Republicans are largely opposed to the other triple-digit option Ways and Means described — extending rebates for prescription drugs so that they apply to people who receive both Medicare and Medicaid. That policy would save the federal government $120 billion over 10 years, and Ways and Means Democrats said the pharmaceutical industry’s objections are mostly baseless. […]

Ways and Means outlined a handful of other policies that also would affect benefits. Charging co-pays for home health care could net up to $40 billion, according to the Congressional Budget Office, and higher cost-sharing for nursing-home care could save Medicare more than $20 billion.

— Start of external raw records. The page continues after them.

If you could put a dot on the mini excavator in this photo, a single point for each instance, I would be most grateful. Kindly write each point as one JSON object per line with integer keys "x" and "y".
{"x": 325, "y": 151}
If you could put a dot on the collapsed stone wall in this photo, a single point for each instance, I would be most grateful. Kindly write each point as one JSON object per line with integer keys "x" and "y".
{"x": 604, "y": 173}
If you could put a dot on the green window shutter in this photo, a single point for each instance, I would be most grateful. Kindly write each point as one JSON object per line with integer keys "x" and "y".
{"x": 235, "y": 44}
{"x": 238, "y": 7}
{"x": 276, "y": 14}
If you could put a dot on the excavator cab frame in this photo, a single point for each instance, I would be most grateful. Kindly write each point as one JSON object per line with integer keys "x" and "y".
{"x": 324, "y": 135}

The list also covers a slew of payment cuts to doctors and other healthcare providers, which would not directly affect Medicare benefits.

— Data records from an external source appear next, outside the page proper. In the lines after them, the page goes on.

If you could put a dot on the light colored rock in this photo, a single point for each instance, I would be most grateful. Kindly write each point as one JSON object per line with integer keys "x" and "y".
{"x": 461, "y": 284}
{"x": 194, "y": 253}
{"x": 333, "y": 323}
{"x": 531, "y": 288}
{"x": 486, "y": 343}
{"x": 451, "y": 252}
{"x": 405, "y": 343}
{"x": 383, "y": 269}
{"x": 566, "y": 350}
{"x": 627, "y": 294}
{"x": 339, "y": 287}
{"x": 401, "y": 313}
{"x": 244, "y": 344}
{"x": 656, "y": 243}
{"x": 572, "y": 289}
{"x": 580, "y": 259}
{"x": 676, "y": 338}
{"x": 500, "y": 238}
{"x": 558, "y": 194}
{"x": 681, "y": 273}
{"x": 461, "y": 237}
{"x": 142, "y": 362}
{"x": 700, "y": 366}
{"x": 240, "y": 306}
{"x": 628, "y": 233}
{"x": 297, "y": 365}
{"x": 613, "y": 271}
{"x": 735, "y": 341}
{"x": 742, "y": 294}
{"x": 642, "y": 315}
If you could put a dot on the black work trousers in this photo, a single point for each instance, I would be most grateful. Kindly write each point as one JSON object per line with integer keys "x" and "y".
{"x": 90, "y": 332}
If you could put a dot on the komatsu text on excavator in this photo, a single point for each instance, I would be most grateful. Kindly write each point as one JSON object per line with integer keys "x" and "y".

The full memo is here. In brief, the items included are as follows. All estimates are for a ten-year period except where indicated. Adding them up, they amount to about $520 billion in savings (using the low end of all figures below*), which is close to one-third of the deficit reduction the supercommittee is charged with coming up with (or it is close to one-half, if you think the target is $1.2 trillion instead of $1.5 trillion).

Medicare Part A

  • Post-Acute Provider Market Basket Freeze (-$14 billion for one year freeze; -$28 billion for two year freeze)
  • Accelerate Home Health Rebasing (-$3 billion)
  • Increase SNF Cost-Sharing (-$21.3 billion)
  • Recoup FY11 SNF Overpayments (up to -$4.5 billion)
  • New SNF Value-Based Purchasing/Readmissions Program (no savings estimate)
  • New Home Health Copay (-$1 to -$5 billion over five years)
  • Eliminate Rural Hospital Payment Add-Ons (-$62.2 billion)
  • Eliminate or Phase-Down Reimbursement for Bad Debt (no savings estimate)
  • Cut Reimbursement for Graduate Medical Education (up to -$15 billion)
  • Recoup Overpayments from Inpatient Hospital Documentation and Coding Improvements (up to $5 billion)

Medicare Part B

  • Subject Clinical Laboratory Tests to Deductible and Coinsurance (-$24 billion)
  • Increase Utilization Rate of Advanced Imaging Equipment (-$0.4 billion)
  • Require Prior Authorization for Advanced Imaging Services (-$1.1 billion)
  • Reform the Quality Improvement Organizations (QIO) Program (-$0.3 billion)
  • Align Payments for Retail and Mail Order Pharmacies for Diabetic Testing Supplies (-$0.6 to -$0.8 billion)
  • Strengthen Medicare Program Integrity Efforts (-$0.7 billion)
  • Reduce Payments for Drugs Administered in a Physician’s Office (-$3.2 billion)

Medicare Parts C and D

  • Recover Erroneous Payments Made to Insurers Participating in Medicare Advantage (-$2.6 billion)
  • Establish a Part D Rebate for Dual Eligible Medicare Beneficiaries and Low-Income Subsidy Recipients (-$120 billion)
General Medicare
  • Increase Cost-Sharing/Premiums or Impose Excise Tax on Beneficiaries with Medigap Coverage (-$12.1 Billion to -$53.4 billion)
  • Raise Medicare eligibility age to 67 (-$124.8 billion)
  • Freeze Income Thresholds for High-Income Beneficiaries and Increase Premium Shares (-13.7 billion)
  • Chained CPI (-$7.3 billion)
  • Medicare Improvement Fund (-$0.9 billion)
Health Reform
  • Add a public option to the exchanges (-$88 billion)

* Using the high end doesn’t push this total up very much, a few tens of billions at most.